Kalani mengetatkan rahang dan mengepalkan dua tinjunya di atas meja mendengar penuturan Eila yang menyentil harga dirinya. Benar, Kalani butuh validasi atas hubungannya yang diumumkan secara paksa. Sayang, wanita itu tidak mau mengakuinya, jadi amarahnya mudah terpancing saat Eila menyinggung sesuatu yang disangkalnya. Tidak mau kalah, Kalani akhirnya menyerang.
“Sebelum kamu kenal Jibran, aku udah tahu dia duluan. Perjodohan itu udah ada sejak lama sebelum filmnya ada, tapi kamu malah datang dan ganggu semuanya. Kalau kamu nggak ada, Jibran pasti udah lebih dulu suka sama aku.”
“Gimana, ya?” Eila memainkan telunjuknya mengikuti lingkaran cangkir di atas meja. “Jibran itu udah suka sama aku sejak sekolah, Kalani. Malah dia minta bantuan ke aku karena perasaannya nggak pernah hilang. Jadi, jangan terlalu percaya diri kalau Jibran udah pasti suka sama kamu, karena kayaknya itu nggak mungkin.”

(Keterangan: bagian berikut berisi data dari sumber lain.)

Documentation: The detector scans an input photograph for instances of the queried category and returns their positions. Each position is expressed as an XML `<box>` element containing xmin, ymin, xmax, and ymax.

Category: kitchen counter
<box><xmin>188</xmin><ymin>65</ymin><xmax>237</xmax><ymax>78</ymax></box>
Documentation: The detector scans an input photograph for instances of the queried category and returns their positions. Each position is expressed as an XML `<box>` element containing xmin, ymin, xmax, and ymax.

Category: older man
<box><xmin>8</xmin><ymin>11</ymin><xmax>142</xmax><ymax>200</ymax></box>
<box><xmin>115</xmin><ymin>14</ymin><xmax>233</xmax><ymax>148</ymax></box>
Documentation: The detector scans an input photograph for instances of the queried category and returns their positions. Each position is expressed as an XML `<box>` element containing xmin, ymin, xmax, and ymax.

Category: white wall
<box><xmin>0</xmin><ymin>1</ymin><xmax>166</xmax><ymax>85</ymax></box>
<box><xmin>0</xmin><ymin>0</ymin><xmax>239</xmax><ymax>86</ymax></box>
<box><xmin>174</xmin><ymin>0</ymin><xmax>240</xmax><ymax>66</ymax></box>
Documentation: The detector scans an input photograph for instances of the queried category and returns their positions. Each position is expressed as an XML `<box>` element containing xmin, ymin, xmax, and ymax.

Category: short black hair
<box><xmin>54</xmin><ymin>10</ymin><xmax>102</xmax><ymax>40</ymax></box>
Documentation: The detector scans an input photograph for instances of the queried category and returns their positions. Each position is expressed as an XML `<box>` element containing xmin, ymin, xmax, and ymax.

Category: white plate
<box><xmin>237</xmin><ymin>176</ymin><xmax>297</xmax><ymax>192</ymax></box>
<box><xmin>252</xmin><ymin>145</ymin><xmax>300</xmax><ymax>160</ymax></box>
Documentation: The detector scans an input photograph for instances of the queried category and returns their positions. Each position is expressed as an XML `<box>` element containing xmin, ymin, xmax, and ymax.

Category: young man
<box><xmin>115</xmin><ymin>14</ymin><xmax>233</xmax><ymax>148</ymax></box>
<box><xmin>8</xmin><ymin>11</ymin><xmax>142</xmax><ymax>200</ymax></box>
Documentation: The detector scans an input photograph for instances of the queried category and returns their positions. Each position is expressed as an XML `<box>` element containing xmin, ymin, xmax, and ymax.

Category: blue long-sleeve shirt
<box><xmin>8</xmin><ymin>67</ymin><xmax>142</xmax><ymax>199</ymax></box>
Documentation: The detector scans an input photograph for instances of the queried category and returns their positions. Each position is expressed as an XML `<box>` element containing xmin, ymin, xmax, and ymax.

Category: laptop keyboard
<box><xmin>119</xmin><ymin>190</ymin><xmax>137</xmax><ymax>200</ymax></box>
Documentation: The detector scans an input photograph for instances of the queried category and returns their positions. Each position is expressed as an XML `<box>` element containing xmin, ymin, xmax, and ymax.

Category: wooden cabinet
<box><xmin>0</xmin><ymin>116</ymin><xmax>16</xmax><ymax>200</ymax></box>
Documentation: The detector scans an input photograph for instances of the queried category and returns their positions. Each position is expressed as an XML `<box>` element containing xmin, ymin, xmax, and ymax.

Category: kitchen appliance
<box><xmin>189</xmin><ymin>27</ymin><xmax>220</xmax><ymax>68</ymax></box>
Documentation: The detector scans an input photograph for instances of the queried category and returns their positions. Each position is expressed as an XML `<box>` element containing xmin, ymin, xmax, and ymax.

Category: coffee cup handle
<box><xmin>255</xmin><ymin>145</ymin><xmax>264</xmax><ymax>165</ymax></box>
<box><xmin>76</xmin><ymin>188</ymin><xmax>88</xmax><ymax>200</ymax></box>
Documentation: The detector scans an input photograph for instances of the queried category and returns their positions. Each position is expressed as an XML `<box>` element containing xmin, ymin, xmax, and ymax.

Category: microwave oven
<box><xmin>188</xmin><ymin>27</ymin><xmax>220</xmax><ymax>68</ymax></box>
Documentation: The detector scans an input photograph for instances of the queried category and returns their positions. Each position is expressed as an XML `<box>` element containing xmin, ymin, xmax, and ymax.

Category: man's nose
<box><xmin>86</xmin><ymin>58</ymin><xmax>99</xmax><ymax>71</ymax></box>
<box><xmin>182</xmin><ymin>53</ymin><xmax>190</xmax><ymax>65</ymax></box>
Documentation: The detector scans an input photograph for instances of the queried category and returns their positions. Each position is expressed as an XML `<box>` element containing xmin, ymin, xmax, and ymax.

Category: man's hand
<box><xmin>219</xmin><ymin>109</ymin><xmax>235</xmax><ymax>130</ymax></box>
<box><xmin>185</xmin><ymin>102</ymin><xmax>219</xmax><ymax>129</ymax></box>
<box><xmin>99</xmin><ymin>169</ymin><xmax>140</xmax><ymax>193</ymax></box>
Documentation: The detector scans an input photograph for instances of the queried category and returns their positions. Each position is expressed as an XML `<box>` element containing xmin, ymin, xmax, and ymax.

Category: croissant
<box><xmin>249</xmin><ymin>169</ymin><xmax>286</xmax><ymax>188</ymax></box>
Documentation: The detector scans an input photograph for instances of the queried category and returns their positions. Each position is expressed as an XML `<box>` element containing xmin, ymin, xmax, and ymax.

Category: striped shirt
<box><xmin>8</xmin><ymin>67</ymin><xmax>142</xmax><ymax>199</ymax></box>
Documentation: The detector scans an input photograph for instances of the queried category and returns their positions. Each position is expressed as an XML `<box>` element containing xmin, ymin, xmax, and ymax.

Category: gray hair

Di luar dugaan, Eila jadi membanggakan dirinya yang disukai Jibran sejak lama. Padahal di awal mengetahui fakta itu rasanya amat sulit untuk menerima, tapi sekarang malah Eila manfaatkan untuk menyerang Kalani. Ah, rasanya tidak sabar bertemu dengan Jibran dan menceritakan kejadian hari ini. Dia pasti terbahak jika Eila menceritakan Kalani yang saat ini berkaca-kaca akibat ingin menangis—antara marah, malu, dan harga dirinya hancur.
“Kamu nggak layak buat Jibran, Eila.”
Hanya itu yang mampu Kalani sampaikan saat himpunan kata di lidah justru tertahan dan gagal mengudara. Kalani yang bermaksud memberi umpan, justru malah dikalahkan oleh Eila yang terlalu besar untuk umpan kecilnya. Eila menghabiskan cokelat panasnya, menyeka bibirnya dengan tisu, dan tersenyum penuh kepuasan melihat Kalani yang kalah telak darinya tanpa mampu memperbaiki situasi.
Eila berdiri sembari menyampirkan sling bag-nya, lalu pamit, “Makasih cokelatnya. Aku suka. Semoga kita nggak ketemu lagi.”
Eila bernapas lega setelah keluar dari kafe—khususnya private room—yang membuatnya sesak. Hiruk pikuk Ibu Kota yang biasanya membuat kewalahan, justru jadi pemandangan yang paling ramah daripada hanya melihat Kalani seorang. Selagi tangannya memegang ponsel untuk menghubungi sang adik, Eila berjalan menuju zebra cross yang kebetulan ada di depan kafe. Tepat saat dia tiba di depan zebra cross dan menunggu lampu lalu lintas berganti merah agar dia bisa menyebrang, telepon akhirnya tersambung.
“Halo, Natta. Tolong jemput aku, ya.”
“Jemput di mana? Ini kok rame banget? Kamu habis dari mana?”
“Aku habis ketemu temen. Ini lagi mau nyeberang. Kamu jemputnya di PIM aja, mau ke sana dulu.”
“Oke, oke. Jam berapa?”
Baru saja Eila akan menjawab, suaranya tiba-tiba hilang saat ada sesuatu yang menancap di bagian perutnya, meninggalkan sakit yang menjalar di sekujur tubuh dalam durasi cepat. Napasnya hingga tertahan, pandangannya mulai mengabur saat Eila berusaha melihat siapa yang berulah untuk melukainya. Eila hanya ingat orang itu memakai pakaian serba hitam dan menghilang dengan cepat, seiring dengan daksanya yang tidak mampu lagi berdiri hingga akhirnya jatuh terbaring.
Dengan kesadaran yang nyaris direnggut, Eila mendengar orang-orang di sekitar mulai histeris dan mendekatinya untuk memberikan pertolongan saat darah tidak berhenti mengalir dari perutnya. Dari semua orang asing yang terlibat, ada satu sosok familier yang baru saja dia tinggalkan ikut bergabung bersama massa dan berakting seakan dia pahlawan.
Sebelum kegelapan menjemputnya, Eila yakin, Kalani Ningrum Rakha adalah tersangka utama atas deritanya.